Siegreich sein

Dem Feind gegenüber auf dem Schlachtfeld stehen,
der Kampf für die Familie, für das Heim, das Land.
Dem Gegenüber gleiches entnehmen, in seine Augen sehen,
musst ihn erschlagen, hoffst du hast ihn nicht gekannt.

Hunderte kämpfen um deren Leben oder für den Sieg,
sie gehen heim um nie mehr heim zu kehren.
Sollte all das Leid die Menschen nicht etwas lehren,
doch kämpfen hunderte um ihr Leben oder für den Sieg.

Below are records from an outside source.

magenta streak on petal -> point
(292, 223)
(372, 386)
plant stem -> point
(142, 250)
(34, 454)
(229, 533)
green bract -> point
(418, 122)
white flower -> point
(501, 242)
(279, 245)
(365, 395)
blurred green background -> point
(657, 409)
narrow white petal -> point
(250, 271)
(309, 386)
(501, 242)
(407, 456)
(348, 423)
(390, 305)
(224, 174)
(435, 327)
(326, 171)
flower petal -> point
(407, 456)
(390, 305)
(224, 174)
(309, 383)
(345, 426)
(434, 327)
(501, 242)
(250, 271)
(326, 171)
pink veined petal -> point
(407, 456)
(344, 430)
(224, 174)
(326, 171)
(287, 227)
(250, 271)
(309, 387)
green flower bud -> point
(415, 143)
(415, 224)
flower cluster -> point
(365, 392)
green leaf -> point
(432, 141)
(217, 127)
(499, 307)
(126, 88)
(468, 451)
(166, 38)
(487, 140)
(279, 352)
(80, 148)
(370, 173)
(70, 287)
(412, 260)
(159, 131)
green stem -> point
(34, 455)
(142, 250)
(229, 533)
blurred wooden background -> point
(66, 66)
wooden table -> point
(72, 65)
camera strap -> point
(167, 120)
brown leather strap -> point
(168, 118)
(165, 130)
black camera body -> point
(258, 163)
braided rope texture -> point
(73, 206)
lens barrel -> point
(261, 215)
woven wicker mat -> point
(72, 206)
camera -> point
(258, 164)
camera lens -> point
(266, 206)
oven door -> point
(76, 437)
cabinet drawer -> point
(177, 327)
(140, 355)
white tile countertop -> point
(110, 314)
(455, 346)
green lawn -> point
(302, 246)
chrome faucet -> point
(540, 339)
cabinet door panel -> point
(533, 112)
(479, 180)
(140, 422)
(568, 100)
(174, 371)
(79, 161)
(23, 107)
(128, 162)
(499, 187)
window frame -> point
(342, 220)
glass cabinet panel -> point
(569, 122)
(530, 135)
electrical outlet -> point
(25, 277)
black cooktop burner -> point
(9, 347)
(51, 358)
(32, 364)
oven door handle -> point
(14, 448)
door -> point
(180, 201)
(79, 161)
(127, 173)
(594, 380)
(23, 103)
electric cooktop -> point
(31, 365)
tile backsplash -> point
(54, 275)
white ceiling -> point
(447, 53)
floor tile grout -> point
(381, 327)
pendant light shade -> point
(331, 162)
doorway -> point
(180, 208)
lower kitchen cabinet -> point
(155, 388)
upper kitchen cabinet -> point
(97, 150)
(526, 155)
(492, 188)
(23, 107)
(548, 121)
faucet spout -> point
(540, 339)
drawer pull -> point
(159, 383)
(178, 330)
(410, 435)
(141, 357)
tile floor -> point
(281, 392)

Froh es doch zu schaffen und geehrt heimwärts marschieren,
bemerkt das leere Haus und Trauer – gegenwärtig.
War es den Sieg wert seine Familie dennoch zu verlieren,
von der Pest oder schlimm’ rem geraubt und fort für immer.

Nicht der Sieg für ein Land, nicht für das eig’ne Leben,
sondern kämpfen für die Lieben und ihnen Geborgenheit geben.
Ist es wert zu leben, wenn einem dies nicht gelingt,
dem Glauben, der Hoffnung nicht vertraut –
Verzweiflung einen verschlingt.

Ist es ein Sieg ohne die, die man beschützen sollte?
Ohne die, die man beschützen wollte?